Régis Portalez est un homme dangereux. Heureusement, la Garde des Sceaux et le procureur du tribunal de grande instance de Paris, son relais répressif zélé, veillent et sont décidés à le mettre hors d'état de nuire.
Pensez donc, voilà quelqu'un qui a passé le concours de l'École Polytechnique et qui l'a réussi. Il a étudié quatre ans dans cette école pour en sortir muni de son prestigieux diplôme. Pendant sa scolarité, et comme tous ses condisciples il portait dans les cérémonies, officielles ou non, le fameux uniforme bleu foncé assorti du bicorne à cocarde avec l'épée au côté. Ce n'est pas un uniforme militaire, simplement une tenue civile que la tradition autorise à porter une fois l'école quittée, dans les occasions qui le méritent : cérémonies familiales, mariages, réunions d'anciens élèves etc. etc. Il se trouve que Régis Portalez a été touché par le surgissement du mouvement des gilets jaunes, et qu'il a souhaité faire part à cette France d'en bas de sa solidarité et de sa gratitude. Parce que ce diplôme prestigieux, il le doit évidemment à son talent, mais aussi aux citoyens de ce pays qui l'ont financé. Il a trouvé logique de saluer leur combat pour la dignité et de leur dire merci et quel meilleur moyen que de se rendre dans une de leurs manifestations, revêtu de cet uniforme si reconnaissable. On imagine aisément que sentimental, il a aussi pensé au précédent dont rend compte le célébrissime tableau de Delacroix « la liberté guidant le peuple » ou apparaît sur la barricade le bicorne d'un de ses condisciples de 1848. Un peu tendu au départ il se demandait ce que serait l'accueil. Ce fut chaleureux, fraternel et reconnaissant pour ce message de si belle allure qui disait beaucoup.

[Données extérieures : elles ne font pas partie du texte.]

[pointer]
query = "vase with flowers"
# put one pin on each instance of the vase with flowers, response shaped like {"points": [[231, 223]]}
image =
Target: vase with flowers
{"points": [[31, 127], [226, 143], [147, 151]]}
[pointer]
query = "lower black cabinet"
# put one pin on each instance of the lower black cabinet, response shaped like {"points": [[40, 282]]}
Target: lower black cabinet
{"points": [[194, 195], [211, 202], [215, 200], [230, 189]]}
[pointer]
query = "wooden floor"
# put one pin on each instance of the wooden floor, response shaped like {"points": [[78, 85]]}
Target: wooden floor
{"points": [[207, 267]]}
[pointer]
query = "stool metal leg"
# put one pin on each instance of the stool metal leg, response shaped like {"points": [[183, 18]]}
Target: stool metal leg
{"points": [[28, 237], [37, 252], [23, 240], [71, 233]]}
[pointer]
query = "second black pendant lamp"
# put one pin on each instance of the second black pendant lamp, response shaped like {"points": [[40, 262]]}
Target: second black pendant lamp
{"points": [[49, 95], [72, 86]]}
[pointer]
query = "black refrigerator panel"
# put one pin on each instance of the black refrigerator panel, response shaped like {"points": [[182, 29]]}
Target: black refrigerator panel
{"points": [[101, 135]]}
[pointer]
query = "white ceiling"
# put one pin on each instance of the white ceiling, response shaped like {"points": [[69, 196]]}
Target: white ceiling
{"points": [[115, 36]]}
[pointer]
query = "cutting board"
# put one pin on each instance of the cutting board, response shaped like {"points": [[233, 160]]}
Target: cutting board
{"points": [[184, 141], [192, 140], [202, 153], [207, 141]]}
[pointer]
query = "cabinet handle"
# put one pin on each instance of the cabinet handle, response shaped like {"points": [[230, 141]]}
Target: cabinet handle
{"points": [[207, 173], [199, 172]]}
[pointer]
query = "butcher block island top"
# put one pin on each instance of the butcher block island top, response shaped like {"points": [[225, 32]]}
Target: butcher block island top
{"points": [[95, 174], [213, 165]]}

Que n'avait-il fait malheureux ! Fraterniser avec la foule haineuse, oser dire à la France d'en bas qu'il n'y a qu'une seule France, exprimer une opinion politique contraire à celles d'Emmanuel Macron ? Mais Monsieur, non seulement c'est interdit, mais c'est une infraction pénale qui doit être réprimée sans pitié. Probablement immédiatement saisie, la direction de l'école fut sommée de sévir à l'encontre de quelqu'un avec lequel elle n'avait pourtant plus aucun lien juridique. En rupture avec la tradition, le nouveau président de l'X récemment nommé par Emmanuel Macron, n'est pas issu de l'armée française, mais sans surprise d'un cabinet de conseil anglo-saxon. Tout occupé paraît-il à la confection d'un uniforme original pour lui, il n'aurait pas donné suite. Toujours au conditionnel, sévère rappel à l'ordre de la chancellerie par l'intermédiaire du procureur de Paris afin que l'école dépose une plainte pénale (!!!). Ce qui fut fait, et le parquet d'ouvrir immédiatement une enquête préliminaire et de faire convoquer le dangereux criminel par la police.

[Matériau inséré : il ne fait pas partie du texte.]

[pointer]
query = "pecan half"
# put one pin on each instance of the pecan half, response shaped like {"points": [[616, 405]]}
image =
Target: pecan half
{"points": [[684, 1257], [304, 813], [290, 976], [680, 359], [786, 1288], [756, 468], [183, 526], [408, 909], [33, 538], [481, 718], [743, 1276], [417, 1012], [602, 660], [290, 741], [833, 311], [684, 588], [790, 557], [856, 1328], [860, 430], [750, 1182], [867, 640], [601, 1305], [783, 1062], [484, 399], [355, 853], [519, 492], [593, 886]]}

Le même procureur, vous savez celui qui donne consignes à ses services de se livrer à des détentions arbitraires et protège scrupuleusement les amis de Monsieur Macron comme le révélait récemment le Canard enchaîné, le même procureur donc, toujours soucieux de réprimer et d'intimider a trouvé une incrimination parfaitement inepte. Qu'à cela ne tienne la fin justifie les moyens, probablement. Il s'agit de l'alinéa premier de l'article 433-14 dont la simple lecture démontre le caractère fantaisiste de l'accusation dans la mesure où l'uniforme des polytechniciens n'est pas réglementé par l'autorité publique.

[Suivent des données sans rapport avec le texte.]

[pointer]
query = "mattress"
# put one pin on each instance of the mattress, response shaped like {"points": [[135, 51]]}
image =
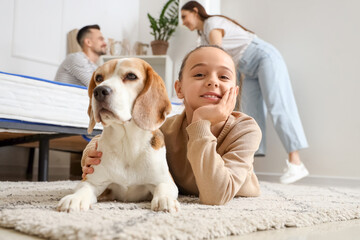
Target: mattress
{"points": [[37, 100]]}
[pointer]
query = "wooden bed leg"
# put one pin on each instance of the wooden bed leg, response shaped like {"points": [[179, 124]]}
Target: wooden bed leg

Cela rappelle le sort fait à ce professeur d'université blanchi sous le harnais et convoqué, toujours à la demande du parquet, par une police agressive pour avoir sur Twitter qualifié les blindés utilisés par la gendarmerie contre les gilets jaunes de « matériel obsolète ». Nul doute que ses compétences techniques témoignaient de sa volonté de répondre à l'injonction de Macron et d'aller le chercher à l'Élysée.
Tout ceci serait parfaitement ridicule dans un pays où il faut le rappeler près de 2 millions d'infractions par an, avec auteurs connus font l'objet tous les ans d'absence de poursuites sur décision du parquet. Mais ça ne l'est pas, parce que le symptôme de cette volonté exprimée sans fard par Emmanuel Macron lors de ses vœux du nouvel an où il a fait comprendre qu'il ne se considérait pas comme le président de tous les Français et qu'il réprimerait sans mollir ce qu'il appelle la « foule haineuse ».
Et c'est comme cela que le premier ministre vient triomphalement revendiquer devant l'Assemblée nationale un bilan de répression de masse inconnu depuis la guerre d'Algérie. Le 12 février, le premier ministre, Edouard Philippe, a déclaré devant l'Assemblée nationale : « Depuis le début de ces événements, 1796 condamnations ont été prononcées par la justice et 1422 personnes sont encore en attente de jugement » (...) « plus de 1300 comparutions immédiates ont été organisées et 316 personnes ont été placées sous mandat de dépôt ». Ce bilan qui s'est aggravé depuis lors n'a pas pu être établi dans le respect des règles d'une justice normale, c'est matériellement impossible. Multiplication des procédures illégales, peines hors de proportion, incriminations fantaisistes ont été la norme pendant quelques semaines. En France on s'en est ému, à l'étranger aussi où la presse américaine a été jusqu'à dire qu'Emmanuel Macron allait faire oublier Poutine.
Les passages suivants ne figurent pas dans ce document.